3.2. Rechtliche Beurteilung:

Nach der Judikatur des Verwaltungsgerichtshofes kann zwar die Verwaltungsstrafbehörde ohne Verletzung von Verfahrensvorschriften aus dem Untätigbleiben des Zulassungsbesitzers im Verwaltungsstrafverfahren gegenüber dem Vorwurf eines bestimmten strafbaren Verhaltens im Rahmen ihrer freien Beweiswürdigung den Schluss ableiten, der Zulassungsbesitzer selbst sei der Täter gewesen, wobei es nicht relevant ist, ob es zu einer auf § 103 Abs.2 KFG 1967 gestützten Lenkeranfrage gekommen ist (VwGH vom 11.5.1990, Zl.90/18/0022). Dieses Judikat ist auf den gegenständlichen Fall nicht anwendbar, weil die Bw zu keinem Zeitpunkt des Verfahrens darüber befragt wurde, ob sie auch die Lenkerin des gegenständlichen Kraftfahrzeugs zur Tatzeit am Tatort war. Wurde sie darüber aber nicht befragt, kann ihr eine mangelnde Mitwirkung an der Sachverhaltsfeststellung nicht vorgeworfen werden. Die Bw hat fristgerecht gegen die vorangegangene Strafverfügung Einspruch erhoben. Der Einspruch muss nicht begründet werden. Der Ladungsbescheid vom 15.4.2002 wurde laut Zustellnachweis am 19.4.2002 durch Hinterlegung beim Postamt 4400 Steyr zugestellt. Zu dem vorgeschlagenen Vorsprachetermin 16.5.2002 ist die Bw offensichtlich nicht erschienen. Festzustellen ist, dass sowohl dieses Datum als auch das Datum der Erlassung des Straferkenntnisses noch innerhalb der Verfolgungsverjährungsfrist lag. Eine Lenkererhebung zu diesen Zeitpunkten wäre daher noch ohne weiteres sinnvoll und angebracht gewesen. Die Berufung langte jedoch bereits außerhalb der Verfolgungsverjährungsfrist ein. Eine Lenkererhebung zum nunmehrigen Zeitpunkt ist weder zweckmäßig noch sinnvoll, weil die Bw jede beliebige Person als Lenker bekanntgeben kann, ohne dass diese eine verwaltungsstrafrechtliche Sanktion zu befürchten hätte.

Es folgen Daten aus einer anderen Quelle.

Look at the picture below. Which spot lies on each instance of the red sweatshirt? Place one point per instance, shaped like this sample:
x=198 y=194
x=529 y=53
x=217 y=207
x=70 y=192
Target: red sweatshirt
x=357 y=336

Es ist darauf hinzuweisen, dass das Verwaltungsverfahren und auch das Verwaltungsstrafverfahren von den Grundsätzen der materiellen Wahrheit sowie von der Offizialmaxime geprägt ist (§§ 37 und 39 Abs.2 AVG). Es ist Pflicht der Behörde, den maßgebenden Sachverhalt (hier: den Lenker) festzustellen. Der Beschuldigte ist nicht verpflichtet, sich selbst zu belasten. Dies würde gegen das verfassungsrechtlich normierte Verbot der Selbstbezichtigung (Art.90 Abs.2 BVG) verstoßen. Der Beschuldigte ist jedoch im Strafverfahren auf eine gewisse Mitwirkungspflicht gebunden. Diese erfordert es, dass er seine Verantwortung nicht darauf beschränken darf, die ihm vorgehaltenen konkreten Erhebungsergebnisse für unrichtig zu erklären, ohne diesen ebenso konkrete Behauptungen entgegenzusetzen und entsprechende Beweise anzubieten. Die Bw hat jedoch gegen die ihr obliegende Mitwirkungspflicht - siehe oben - nicht verstoßen.

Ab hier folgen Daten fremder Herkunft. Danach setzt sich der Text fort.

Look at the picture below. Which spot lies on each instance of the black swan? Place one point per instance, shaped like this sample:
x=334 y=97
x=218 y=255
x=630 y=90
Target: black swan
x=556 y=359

Da somit kein Beweis für die Lenkereigenschaft vorliegt, war spruchgemäß zu entscheiden.

4. Die Kostenentscheidung ist gesetzlich begründet.

Rechtsmittelbelehrung:

Gegen diesen Bescheid ist kein ordentliches Rechtsmittel zulässig.

Hinweis:

Gegen diesen Bescheid kann innerhalb von sechs Wochen ab seiner Zustellung eine Beschwerde an den Verfassungsgerichtshof und/oder an den Verwaltungsgerichtshof erhoben werden; diese muss - von gesetzlichen Ausnahmen abgesehen - jeweils von einem Rechtsanwalt unterschrieben sein. Für jede dieser Beschwerden ist eine Gebühr von 180 Euro zu entrichten.